Ist die gesetzliche Gewährleistung oder die Hersteller-Garantie abgelaufen, muss der Kunde die Reparatur bezahlen. Das kann teuer werden. Eine Reparaturpauschale bietet dem Verbraucher ein kalkulierbares Kostenrisiko. Sie ist ein verbindlicher Festpreis des Herstellers für die Reparatur seiner Geräte. Der Vorteil: Egal, wie teuer die Materialien und der Zeitaufwand sind - der vorher vereinbarte Preis gilt. Auf dieser Grundlage kann jeder abwägen, ob sich die Reparatur lohnt oder eher ein neues Gerät anschafft wird.
Kosten-Nutzen
Haase und Waage haben sich Dirk Weinsheimer von der Thüringer Verbraucherzentrale eingeladen. Er rät zu schauen, ob eine Reparatur wirtschaftlich sinnvoll ist. Schließlich will niemand für die Reparatur mehr zahlen, als ein neues Gerät kosten würde. Die Höhe der Reparaturpauschale unterscheidet sich von Unternehmen zu Unternehmen.
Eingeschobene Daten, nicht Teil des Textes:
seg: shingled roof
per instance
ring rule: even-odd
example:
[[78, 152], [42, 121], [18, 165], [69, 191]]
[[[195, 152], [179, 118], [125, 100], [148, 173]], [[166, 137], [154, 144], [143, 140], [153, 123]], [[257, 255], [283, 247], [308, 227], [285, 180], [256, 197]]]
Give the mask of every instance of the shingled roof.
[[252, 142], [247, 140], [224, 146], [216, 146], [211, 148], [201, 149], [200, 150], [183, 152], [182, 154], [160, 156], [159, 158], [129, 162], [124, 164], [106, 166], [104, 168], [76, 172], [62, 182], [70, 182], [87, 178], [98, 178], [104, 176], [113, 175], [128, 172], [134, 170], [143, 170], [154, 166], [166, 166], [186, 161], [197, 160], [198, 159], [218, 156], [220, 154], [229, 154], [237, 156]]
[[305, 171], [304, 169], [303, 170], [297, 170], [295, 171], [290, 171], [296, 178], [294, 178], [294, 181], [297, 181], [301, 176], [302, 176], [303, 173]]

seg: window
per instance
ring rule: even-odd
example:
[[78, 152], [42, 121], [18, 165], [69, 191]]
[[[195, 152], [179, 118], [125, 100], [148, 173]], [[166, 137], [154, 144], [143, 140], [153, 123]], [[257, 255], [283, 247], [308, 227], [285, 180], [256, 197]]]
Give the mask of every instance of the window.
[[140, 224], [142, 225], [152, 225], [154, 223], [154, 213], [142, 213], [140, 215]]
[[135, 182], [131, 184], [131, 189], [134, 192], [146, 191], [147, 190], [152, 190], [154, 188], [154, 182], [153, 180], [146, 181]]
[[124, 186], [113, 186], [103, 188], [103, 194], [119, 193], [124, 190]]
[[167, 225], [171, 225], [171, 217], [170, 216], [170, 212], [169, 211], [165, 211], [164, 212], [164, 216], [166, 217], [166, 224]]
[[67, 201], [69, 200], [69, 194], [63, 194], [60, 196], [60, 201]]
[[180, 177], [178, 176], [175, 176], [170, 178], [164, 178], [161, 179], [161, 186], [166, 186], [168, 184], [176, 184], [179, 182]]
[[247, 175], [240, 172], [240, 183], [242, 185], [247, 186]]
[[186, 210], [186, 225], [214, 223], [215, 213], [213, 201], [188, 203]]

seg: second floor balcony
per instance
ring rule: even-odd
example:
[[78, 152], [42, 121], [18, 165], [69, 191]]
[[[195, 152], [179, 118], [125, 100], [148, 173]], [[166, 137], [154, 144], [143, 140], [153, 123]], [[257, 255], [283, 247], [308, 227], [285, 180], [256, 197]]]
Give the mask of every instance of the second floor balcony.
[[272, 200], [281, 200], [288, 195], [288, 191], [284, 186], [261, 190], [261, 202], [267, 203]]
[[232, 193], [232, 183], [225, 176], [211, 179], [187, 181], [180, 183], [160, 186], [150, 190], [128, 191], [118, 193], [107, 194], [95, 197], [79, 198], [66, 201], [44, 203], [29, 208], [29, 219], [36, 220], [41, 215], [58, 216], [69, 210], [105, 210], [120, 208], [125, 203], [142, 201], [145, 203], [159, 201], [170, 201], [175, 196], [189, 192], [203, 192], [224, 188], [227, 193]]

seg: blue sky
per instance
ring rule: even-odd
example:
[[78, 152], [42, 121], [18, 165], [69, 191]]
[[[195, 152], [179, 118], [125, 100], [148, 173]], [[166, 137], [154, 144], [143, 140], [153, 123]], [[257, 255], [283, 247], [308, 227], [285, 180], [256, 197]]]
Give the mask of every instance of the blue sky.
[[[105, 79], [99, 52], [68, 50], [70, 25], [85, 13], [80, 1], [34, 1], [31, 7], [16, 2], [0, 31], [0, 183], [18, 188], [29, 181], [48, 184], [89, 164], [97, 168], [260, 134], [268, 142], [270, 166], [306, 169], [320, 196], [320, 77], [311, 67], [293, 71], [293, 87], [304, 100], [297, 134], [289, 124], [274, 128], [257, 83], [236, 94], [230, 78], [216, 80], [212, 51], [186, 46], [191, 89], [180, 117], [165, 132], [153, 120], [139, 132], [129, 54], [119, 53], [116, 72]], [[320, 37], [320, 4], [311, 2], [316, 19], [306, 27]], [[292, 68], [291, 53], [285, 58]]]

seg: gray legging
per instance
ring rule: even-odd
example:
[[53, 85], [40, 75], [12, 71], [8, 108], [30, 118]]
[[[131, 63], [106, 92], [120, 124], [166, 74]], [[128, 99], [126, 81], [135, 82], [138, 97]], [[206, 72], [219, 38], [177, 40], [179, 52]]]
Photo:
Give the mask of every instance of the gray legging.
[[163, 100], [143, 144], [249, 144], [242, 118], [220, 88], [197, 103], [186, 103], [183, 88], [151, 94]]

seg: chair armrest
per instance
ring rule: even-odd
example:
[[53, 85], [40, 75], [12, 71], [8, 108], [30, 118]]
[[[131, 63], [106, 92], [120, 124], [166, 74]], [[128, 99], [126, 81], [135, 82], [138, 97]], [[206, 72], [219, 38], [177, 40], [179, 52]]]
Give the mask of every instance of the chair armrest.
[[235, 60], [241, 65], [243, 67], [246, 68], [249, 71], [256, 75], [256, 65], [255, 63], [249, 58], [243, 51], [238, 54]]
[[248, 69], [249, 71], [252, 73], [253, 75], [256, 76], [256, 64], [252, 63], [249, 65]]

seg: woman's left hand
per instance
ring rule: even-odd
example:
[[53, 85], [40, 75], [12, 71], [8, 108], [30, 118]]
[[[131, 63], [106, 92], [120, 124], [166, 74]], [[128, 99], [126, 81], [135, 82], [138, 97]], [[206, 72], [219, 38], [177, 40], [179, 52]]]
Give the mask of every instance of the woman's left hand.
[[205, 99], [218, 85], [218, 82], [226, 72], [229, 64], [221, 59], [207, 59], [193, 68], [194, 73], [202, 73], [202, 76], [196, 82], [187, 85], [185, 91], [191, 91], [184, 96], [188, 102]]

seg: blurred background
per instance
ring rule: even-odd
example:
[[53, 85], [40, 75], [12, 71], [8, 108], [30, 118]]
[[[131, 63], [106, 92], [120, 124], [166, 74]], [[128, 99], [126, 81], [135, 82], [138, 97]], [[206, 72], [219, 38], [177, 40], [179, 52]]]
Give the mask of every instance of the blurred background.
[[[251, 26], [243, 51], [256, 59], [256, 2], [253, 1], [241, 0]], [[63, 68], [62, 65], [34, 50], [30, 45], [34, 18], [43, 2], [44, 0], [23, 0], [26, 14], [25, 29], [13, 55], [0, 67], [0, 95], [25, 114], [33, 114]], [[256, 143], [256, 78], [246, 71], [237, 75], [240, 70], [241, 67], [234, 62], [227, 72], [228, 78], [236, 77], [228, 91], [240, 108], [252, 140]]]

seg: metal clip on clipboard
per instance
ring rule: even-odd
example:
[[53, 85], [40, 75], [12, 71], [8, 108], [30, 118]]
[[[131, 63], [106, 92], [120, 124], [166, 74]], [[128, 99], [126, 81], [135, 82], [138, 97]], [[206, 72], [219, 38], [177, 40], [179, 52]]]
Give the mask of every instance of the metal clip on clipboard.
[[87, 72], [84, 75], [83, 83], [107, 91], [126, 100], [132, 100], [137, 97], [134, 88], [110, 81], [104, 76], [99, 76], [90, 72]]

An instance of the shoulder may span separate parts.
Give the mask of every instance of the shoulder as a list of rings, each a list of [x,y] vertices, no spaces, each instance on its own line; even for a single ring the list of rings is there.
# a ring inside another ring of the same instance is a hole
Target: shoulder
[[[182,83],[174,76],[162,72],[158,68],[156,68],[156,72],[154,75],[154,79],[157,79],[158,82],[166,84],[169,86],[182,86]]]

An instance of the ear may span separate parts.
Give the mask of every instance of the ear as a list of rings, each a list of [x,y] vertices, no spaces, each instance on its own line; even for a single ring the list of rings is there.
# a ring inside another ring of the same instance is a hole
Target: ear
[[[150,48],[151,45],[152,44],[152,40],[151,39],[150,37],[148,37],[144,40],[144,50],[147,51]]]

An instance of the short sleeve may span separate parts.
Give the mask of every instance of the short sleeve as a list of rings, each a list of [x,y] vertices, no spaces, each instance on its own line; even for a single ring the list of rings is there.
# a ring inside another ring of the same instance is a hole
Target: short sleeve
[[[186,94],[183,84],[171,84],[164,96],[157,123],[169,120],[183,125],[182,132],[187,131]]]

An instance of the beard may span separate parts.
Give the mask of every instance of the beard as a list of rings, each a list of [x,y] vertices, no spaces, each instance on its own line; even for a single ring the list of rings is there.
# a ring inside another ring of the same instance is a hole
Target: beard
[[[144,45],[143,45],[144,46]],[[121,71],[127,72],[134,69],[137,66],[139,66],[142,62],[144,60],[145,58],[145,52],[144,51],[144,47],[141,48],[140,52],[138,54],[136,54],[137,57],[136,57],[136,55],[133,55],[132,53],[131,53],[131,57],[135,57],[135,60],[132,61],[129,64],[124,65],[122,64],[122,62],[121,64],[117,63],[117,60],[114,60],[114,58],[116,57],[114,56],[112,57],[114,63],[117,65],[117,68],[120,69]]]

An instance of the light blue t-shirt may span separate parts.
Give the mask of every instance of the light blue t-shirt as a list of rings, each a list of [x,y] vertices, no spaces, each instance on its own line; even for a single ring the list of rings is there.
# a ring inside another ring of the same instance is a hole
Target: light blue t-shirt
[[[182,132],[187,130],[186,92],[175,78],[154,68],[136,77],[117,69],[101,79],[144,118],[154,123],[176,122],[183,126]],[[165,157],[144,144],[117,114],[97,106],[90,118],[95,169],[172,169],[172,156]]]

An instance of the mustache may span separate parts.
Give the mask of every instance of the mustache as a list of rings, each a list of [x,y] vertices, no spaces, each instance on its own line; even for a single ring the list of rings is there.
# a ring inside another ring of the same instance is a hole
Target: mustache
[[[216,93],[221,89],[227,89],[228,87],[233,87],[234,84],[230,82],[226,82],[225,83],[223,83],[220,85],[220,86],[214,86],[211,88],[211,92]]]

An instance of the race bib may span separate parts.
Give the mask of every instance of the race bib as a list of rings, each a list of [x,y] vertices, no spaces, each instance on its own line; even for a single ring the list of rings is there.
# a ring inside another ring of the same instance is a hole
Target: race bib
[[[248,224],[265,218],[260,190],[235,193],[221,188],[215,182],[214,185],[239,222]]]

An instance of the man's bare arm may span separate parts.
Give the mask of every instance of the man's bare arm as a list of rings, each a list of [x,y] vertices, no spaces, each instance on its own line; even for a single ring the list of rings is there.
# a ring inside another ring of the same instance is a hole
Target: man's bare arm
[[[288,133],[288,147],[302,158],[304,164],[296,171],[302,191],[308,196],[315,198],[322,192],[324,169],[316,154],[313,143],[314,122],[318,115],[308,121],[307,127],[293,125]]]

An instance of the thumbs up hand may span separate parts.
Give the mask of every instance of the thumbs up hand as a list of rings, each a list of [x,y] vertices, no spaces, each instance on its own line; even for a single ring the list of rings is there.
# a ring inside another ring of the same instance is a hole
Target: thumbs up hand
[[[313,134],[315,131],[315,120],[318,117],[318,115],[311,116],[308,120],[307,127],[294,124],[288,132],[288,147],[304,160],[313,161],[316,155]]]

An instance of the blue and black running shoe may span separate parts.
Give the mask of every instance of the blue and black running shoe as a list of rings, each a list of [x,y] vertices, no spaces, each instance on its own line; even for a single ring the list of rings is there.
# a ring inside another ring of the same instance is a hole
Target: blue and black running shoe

Bosch repariert beispielsweise eine kleine Küchenmaschine für knapp 50 Euro, Kaffeevollautomaten kosten etwa 150 Euro. Der Experte rät, aber auch bei freien Kundenservices die Preise anzufragen.
Und sich zu erkundigen, was alles mit der Pauschale abgedeckt wird. Denn das entscheiden die Hersteller selbst. Die einen nehmen die kaputten Geräte nur bis zu einem bestimmten Alter zum Reparieren an, andere schließen einzelne Modelle von Anfang an aus. Ob es sich also lohnt, den Staubsauer überprüfen zu lassen, können Sie an der Servicehotline der jeweiligen Herstellerfirma erfragen. In der Bedienungsanleitung steht der Kontakt mit drin. Bosch, Siemens, AEG, Philips, Saeco, Jura und Laurastar bieten Pauschalen an.
Ausfall versichern?
Einige Hersteller bieten außerdem Elektrogeräteversicherungen an. Kaufen Sie ein neues Elektrogerät, sollen sie die am besten gleich mit abschließen, so der Verkäufer. Doch Verbraucherschützer wie Dirk Weinsheimer raten ab. Das Geld für die Prämie kann man auch so zur Seite legen und hat dann Geld für ein neues Gerät, das man sich ohne Ärger mit der Versicherung einfach so kaufen kann.